Like working for the phone company. The Old Man grabbed up his telephone and barked “TelCo” to his secretary, which was short for: Please get me the president of the telephone company.

Once the president of the telephone company had been procured for him (the firm represented every major California utility), the Old Man hollered into the receiver, as if from the bridge of his yacht: “Look, F., I have a young man here desirous of a career change. I'm going to send him over. Whom should he ask for? Sears as in catalog? Good-o! Love to Dotty.”

Luther went for his appointment at the phone company. He wore the black suit that he and Andrew and Jimmy shared. The suit belonged to Luther, but they all wore it—Andrew to be a pallbearer, Jimmy to be best man, Andrew to the opera, Luther to apply for a job at the phone company.

Right off, the employment manager offered Luther a job as a messenger. Luther pivoted on his heel, walked back to the law firm, elevator to the nineteenth, straight into the Old Man's office. Messengers didn't have to knock. Luther stood facing the Old
Man. With a shamed and thumping heart, Luther said:
If I wanted to be a messenger, I could have stayed right here.

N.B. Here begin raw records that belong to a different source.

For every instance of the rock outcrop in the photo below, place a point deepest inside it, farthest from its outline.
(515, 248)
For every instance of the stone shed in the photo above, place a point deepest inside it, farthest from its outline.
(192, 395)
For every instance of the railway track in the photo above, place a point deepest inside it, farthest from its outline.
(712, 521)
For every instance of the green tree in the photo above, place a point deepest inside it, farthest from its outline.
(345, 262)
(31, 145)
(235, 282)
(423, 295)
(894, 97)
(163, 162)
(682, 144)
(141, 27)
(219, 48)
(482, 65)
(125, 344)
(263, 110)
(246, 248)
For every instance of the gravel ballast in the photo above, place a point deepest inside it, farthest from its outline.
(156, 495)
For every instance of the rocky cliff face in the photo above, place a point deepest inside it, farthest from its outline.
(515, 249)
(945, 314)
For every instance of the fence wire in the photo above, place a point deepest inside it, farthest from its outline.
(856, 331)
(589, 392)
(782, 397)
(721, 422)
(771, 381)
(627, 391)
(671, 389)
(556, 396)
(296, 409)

The Old Man didn't get it right away, that Luther had been offered the job he already had. Once he did understand, the Old Man seized the phone with relish, catching the scent of hare. “Now look here,” the Old Man's voice rolled like thunder over Mr. Sears's salutation. “I meant for the kid I sent to get a leg up. He's already a messenger. Why would you offer him a job as a messenger? I'm going to send him back, and I expect you to offer him a decent job.”

The Old Man slammed down the telephone and winked at Luther: “Off you go, kid.”

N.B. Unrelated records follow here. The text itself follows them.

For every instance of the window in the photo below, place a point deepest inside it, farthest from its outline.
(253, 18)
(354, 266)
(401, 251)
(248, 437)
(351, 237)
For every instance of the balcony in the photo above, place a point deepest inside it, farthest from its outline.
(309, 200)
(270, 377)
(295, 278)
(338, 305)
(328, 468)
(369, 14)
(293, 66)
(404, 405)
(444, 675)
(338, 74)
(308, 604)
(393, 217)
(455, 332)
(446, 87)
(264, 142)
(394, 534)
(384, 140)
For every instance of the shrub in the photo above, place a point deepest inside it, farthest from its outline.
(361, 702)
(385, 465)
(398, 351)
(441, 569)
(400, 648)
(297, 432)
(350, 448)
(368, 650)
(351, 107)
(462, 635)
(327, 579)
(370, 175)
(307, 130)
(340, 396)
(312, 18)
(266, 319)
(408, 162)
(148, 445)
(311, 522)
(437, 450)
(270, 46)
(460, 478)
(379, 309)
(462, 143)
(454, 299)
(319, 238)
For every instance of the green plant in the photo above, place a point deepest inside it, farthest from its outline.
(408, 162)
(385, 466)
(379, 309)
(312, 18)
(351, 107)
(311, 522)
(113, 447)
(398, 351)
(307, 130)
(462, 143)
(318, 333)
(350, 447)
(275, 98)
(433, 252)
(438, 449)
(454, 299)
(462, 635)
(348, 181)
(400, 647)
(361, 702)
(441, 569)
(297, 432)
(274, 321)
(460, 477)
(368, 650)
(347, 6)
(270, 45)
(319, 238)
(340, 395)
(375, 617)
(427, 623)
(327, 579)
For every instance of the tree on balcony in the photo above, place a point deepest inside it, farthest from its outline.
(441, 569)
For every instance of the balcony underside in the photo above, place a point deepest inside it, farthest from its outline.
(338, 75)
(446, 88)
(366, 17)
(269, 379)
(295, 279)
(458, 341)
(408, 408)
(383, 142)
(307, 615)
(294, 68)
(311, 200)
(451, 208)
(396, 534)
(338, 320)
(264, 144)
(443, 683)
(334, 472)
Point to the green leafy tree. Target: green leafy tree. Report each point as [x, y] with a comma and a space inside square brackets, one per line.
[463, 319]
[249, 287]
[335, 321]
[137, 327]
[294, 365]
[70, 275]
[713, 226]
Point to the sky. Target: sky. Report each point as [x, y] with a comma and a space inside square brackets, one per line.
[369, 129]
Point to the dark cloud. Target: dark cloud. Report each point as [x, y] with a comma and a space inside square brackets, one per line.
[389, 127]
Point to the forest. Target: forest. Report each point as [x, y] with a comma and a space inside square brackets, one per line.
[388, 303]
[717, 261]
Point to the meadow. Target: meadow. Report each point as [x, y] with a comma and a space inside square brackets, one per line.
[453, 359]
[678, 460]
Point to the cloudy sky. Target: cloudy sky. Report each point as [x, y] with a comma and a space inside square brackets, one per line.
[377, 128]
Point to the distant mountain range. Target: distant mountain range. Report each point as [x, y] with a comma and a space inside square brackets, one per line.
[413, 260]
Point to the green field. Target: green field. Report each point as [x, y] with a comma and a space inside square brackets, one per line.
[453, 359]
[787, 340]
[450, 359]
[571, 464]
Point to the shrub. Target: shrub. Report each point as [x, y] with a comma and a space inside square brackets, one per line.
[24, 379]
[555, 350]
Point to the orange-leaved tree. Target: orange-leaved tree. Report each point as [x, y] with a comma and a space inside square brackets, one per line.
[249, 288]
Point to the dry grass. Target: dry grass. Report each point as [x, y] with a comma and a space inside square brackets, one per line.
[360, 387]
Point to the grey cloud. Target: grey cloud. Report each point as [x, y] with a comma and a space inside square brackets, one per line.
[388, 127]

The following week, Luther began training in the switch room of the telephone company. Over the years, he worked himself into the highest classification of every job he was assigned; he moved from switchman to trunk man to optical-fiber cable work. (The Old Man died.) To something so specialized he was one of only two or three technicians who knew how to do whatever it was he did.

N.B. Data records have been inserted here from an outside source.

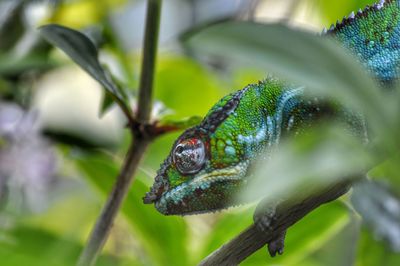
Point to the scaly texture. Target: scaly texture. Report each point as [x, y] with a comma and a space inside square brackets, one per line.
[210, 162]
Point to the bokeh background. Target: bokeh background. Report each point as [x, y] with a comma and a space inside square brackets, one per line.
[60, 153]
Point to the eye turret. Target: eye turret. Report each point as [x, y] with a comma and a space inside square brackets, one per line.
[189, 156]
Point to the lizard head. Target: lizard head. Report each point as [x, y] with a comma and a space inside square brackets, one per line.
[205, 167]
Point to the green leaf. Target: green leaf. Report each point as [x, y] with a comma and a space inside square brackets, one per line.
[83, 52]
[180, 124]
[311, 161]
[319, 63]
[107, 102]
[33, 246]
[371, 252]
[380, 210]
[163, 238]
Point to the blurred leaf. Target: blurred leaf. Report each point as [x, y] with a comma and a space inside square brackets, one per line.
[9, 65]
[83, 52]
[163, 238]
[336, 10]
[106, 103]
[372, 252]
[318, 158]
[380, 210]
[186, 87]
[32, 246]
[180, 124]
[318, 63]
[388, 171]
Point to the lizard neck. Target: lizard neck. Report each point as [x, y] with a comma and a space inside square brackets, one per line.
[276, 114]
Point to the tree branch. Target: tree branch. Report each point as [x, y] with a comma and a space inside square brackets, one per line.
[141, 139]
[251, 239]
[149, 59]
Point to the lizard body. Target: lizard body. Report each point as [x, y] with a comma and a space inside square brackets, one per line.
[210, 162]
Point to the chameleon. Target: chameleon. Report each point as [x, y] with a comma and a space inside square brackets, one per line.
[210, 162]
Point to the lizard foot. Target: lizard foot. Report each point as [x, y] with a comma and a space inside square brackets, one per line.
[277, 245]
[264, 217]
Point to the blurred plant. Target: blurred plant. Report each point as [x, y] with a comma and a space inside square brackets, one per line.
[27, 161]
[328, 236]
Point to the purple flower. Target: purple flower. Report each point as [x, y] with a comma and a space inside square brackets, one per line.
[27, 160]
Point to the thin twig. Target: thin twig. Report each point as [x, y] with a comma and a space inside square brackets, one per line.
[139, 144]
[149, 59]
[251, 239]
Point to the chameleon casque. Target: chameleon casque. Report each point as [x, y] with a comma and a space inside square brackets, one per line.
[210, 162]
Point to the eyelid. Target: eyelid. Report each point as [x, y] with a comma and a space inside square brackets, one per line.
[184, 162]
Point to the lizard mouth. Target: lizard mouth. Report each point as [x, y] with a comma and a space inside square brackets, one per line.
[204, 193]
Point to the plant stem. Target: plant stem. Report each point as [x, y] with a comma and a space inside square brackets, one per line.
[251, 239]
[104, 223]
[139, 143]
[149, 59]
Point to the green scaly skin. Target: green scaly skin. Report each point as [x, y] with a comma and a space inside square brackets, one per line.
[210, 162]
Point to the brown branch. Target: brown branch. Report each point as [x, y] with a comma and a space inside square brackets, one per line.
[251, 239]
[141, 139]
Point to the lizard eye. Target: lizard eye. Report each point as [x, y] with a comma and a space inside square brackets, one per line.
[189, 156]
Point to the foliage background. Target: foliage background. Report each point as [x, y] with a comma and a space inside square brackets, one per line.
[88, 151]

The joke among the three friends was: Who gets to be buried in the black suit? And what will the mourners wear?

•   •   •

We establish a little routine. Twice a day I commute between the hospice on North Buffalo and the Bellagio on Las Vegas Boulevard South. Drop Jimmy off in the morning, spend a couple of hours at the hospice, pick Jimmy up in the late afternoon. In between, I look around. There is a street in town named Virgil. The famous hotels on the Strip are not actually located in Las Vegas, but in an unincorporated entity called Paradise.

In the nineteenth century, Rafael Rivera, a Spanish scout—a teenager—joined a trading exploration party out of New Mexico
that sought to establish a new trail to Los Angeles. Their hope was to find fresh water along the way. The party left Abiquiú in November of 1829. Rivera separated from the group at the Colorado River junction. He was, as far as anyone knows, the first European to enter the valley, to find the two lucky springs there, or, at any rate, to infer water from the vegetation of the valley. Rivera named the oasis Las Vegas—“the Meadows.”

The main street downtown is named for John Charles Frémont. In 1844 Frémont led a surveying expedition that followed the San Joaquin River south, through the long Central Valley of California. At the Mojave River, Frémont's party veered eastward, crossed the Sierra, then followed the Old Spanish Trail for a time. Las Vegas was already a place of refreshment along the Spanish Trail, a trail that had been blazed more than a decade earlier by Rafael Rivera. Frémont recorded two streams of clear water: “The taste of the water is good, but rather warm to be agreeable.” The streams, however, “afforded a delightful bathing place.”

John Frémont died of peritonitis in a boardinghouse in New York City on July 13, 1890. No one I talk to can tell me what happened to Rafael Rivera; whether he returned to New Mexico or Old Mexico or Spain; whether he married; where he lies buried.